Buoyed up on rave reviews for their latest album, Stay True, Danny & the Champions of the World (from here on in, the Champs) blew into Glasgow for an exhilarating display of country, rock and soul all wrapped up in the diminutive figure of Danny George Wilson and his blistering band. A six piece outfit this time around (including pedal steel and sax) the Champs tore through their set in fine style. While they retained the rootsy raucousness that was apparent on their previous release, Hearts & Arrow, stretching out on several numbers especially towards the end, the heart of the matter was contained in the soul sounds they captured on Stay True. Danny has surely been listening to Van Morrison’s Tupelo Honey as he captured Morrison’s old Caledonia soul vibe down to a T but throughout the show the band conjured up the spirits of Muscle Shoals and Detroit while Wilson almost preached to the audience in the manner of soul greats such as Solomon Burke and Sam Cooke.
They opened with the autobiographical tale (Never Stop Building) That Old Space Rocket that kicks off Stay True and immediately the country rock shuffle of the band caressed by the warm pedal steel licks and Danny’s emotive voice showed that we were in for a treat. Cold Cold World followed in a similar vein with the sax more prominent and if anything it upped the ante sounding as it did like an old Brill Building hit with a tremendous chorus. Danny then crossed over into Motown territory for Let’s Grab This with Both Hands, a song that Smokey Robinson would kill for and one which the band nailed with the pedal steel snaking along throughout and the rhythm section solid and tight. All that was missing were the matching suits and choreography. Having introduced the audience to the vibe of the new album the band then grabbed them by the scruff of the neck with a vigorous rendition of the epic Colonel and the King with Paul Lush’s fluid guitar eventually building up into a Crazy Horse type meltfest that was , well, awesome. Darling Won’t You Come In From The Cold allowed a brief respite with its mixture of Blood On The Tracks era Dylan and Morrison’s stoned blissful and bluesy soul before Henry The Van allowed the audience their first opportunity to join in the chorus. By now the audience had closed in, there was dancing for the rest of the set and truth be told this writer was up there losing the ability to capture the rest of the set list although Restless Feet did feature somewhere in there. . It was hot and the band made it hotter before they eventually stumbled off. A great show and one that showcased how fine the new album is as well as how fine an outfit the current Champs are.

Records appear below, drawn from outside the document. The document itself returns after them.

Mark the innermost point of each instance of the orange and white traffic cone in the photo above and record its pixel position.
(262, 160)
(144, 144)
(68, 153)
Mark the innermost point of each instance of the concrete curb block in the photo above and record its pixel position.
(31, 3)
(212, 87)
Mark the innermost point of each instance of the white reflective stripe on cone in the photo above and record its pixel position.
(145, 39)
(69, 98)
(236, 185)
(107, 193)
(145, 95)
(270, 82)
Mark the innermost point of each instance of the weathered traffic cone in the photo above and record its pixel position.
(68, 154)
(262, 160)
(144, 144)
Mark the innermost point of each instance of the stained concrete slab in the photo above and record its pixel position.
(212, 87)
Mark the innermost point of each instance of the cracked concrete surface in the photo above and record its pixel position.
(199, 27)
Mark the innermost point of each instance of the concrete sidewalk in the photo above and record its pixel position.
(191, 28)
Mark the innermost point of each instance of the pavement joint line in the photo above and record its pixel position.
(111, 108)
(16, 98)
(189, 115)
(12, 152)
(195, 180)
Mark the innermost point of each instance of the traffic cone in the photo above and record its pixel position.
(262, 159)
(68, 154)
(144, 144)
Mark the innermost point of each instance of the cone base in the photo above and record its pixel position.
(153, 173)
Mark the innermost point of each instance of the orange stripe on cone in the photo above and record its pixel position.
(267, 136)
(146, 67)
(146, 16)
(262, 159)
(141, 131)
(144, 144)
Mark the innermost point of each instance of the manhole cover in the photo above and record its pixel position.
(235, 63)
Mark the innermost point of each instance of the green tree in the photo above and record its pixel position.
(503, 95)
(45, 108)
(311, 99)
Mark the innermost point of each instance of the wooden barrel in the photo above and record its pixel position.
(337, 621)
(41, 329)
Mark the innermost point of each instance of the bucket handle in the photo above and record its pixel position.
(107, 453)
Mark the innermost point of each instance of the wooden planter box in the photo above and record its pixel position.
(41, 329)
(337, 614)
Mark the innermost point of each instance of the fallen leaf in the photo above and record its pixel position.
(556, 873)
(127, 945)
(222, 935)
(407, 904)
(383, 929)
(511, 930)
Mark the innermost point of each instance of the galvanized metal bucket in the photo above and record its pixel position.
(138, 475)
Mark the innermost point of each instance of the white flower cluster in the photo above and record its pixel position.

Support for the Champs on the night was provided by two local acts. Jim Dead produced a fine set of his parched cinematic meditations conjuring up a landscape of grim faced existential heroes battling against fate. Renditions of Steady Us, Gold and Silver, Head Full of Booze and the brooding Stealing A Mile were grim and packed full of dread while a new song, Keep Me In Mind bodes well for the future as Dead drew a picture of another outsider who awakes to the sound of birds singing his favourite hymn. Next up were Chris Devotion & The Expectations, billed as an acoustic set but they lied. Devotion, looking somewhat like John Grant in a suit ambled on to deliver Don’t Worry, We Can Still Be Friends all on his ownsome before his guitarist joined him for the next song. Pretty soon bass and drums followed for an exhilarating power pop/rock/country experience as they blasted through a set that reeked of The Lemonheads, The Ramones and the Replacements with some sixties Who thrown in for good measure. Throwing in a fine version of Tonight The Bottle let Me Down and an excellent hokey I Ain’t Got No Home (perhaps to please the country fans although it eventually turned into a fantastic thrash). A whirlwind performance and a band to watch out for.